The concept of ‘the Big Lie’—a brazen untruth pushed so relentlessly in mass media that it’s eventually mistaken for truth—is hardly novel. As is the case with so many other wretched stratagems of its ilk, capitalism got there first with the PR technique known as FUD: fear, uncertainty, and doubt. FUD campaigns disseminate plausibly deniable aspersions on, say, the safety of a competitor’s products.
Such a tactic works because the advent of mass media flooded public discourse with info gluts, bubbles, and echo chambers that can overload a person’s capacity to sort fact from fiction. Contrary to all the Luddite wailing about our social media insularity, biased news streams date back at least to the storied yellow-journalism career of William Randolph Hearst, and have been a fixture of salons and coffeehouses since Gutenberg. After all, there’s a reason some particularly venerable American newspapers are called the X Republican or Y Democrat.

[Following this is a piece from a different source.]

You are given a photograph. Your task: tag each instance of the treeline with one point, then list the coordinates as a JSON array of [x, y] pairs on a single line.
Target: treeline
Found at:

So why has ‘post-truth’ only now become the OED word of the year? Without question, something has shifted in our ever more postmodern world. What the KGB once called dezinformatsiya, and the Reagan administration named ‘perception management,’ has now come to dominate public life. Everywhere we turn in the aborning age of Trump, we see the deliberate spreading of contradictory, misleading, and outright false ‘news.’ The ceaseless fount of counter-information creates a general climate of mass confusion, causing even the most resolute auditors to doubt their senses.
This increasingly influential phenomenon is strangling both the internet and liberal democracy. What separates our brave new world of counterfeit information from the ideologically driven news outlets of the past, or even the late Cold War propaganda initiatives mounted by the United States and the USSR, is that this time, the Big Lies are bubbling up from grassroots internet cesspools—though these are increasingly in cahoots with powerful moneyed interests.
Donald Trump stumbled down his golden escalator at a particularly congenial historical moment. Fake news—the original, Facebook-enabled variety, not the casual slur trotted out against the press on a near-daily basis by the Trump White House—effectively dominated news cycles the week before Election Day, steeped in the same ethos that innervated the alt-right Nazis: chan culture. ‘Trolling’ and online harassment campaigns rely on a brand of perception management that would have made Reagan’s State Department proud: targeting individuals or groups, causing them to doubt facts and reality, or even doubt their senses, but leaving them in a constant state of unknowing terror.
These tactics, bred in a nihilistic and proudly apolitical world, were folded back into the realm of activism, absorbed into right-wing media, and have now made their way into the White House.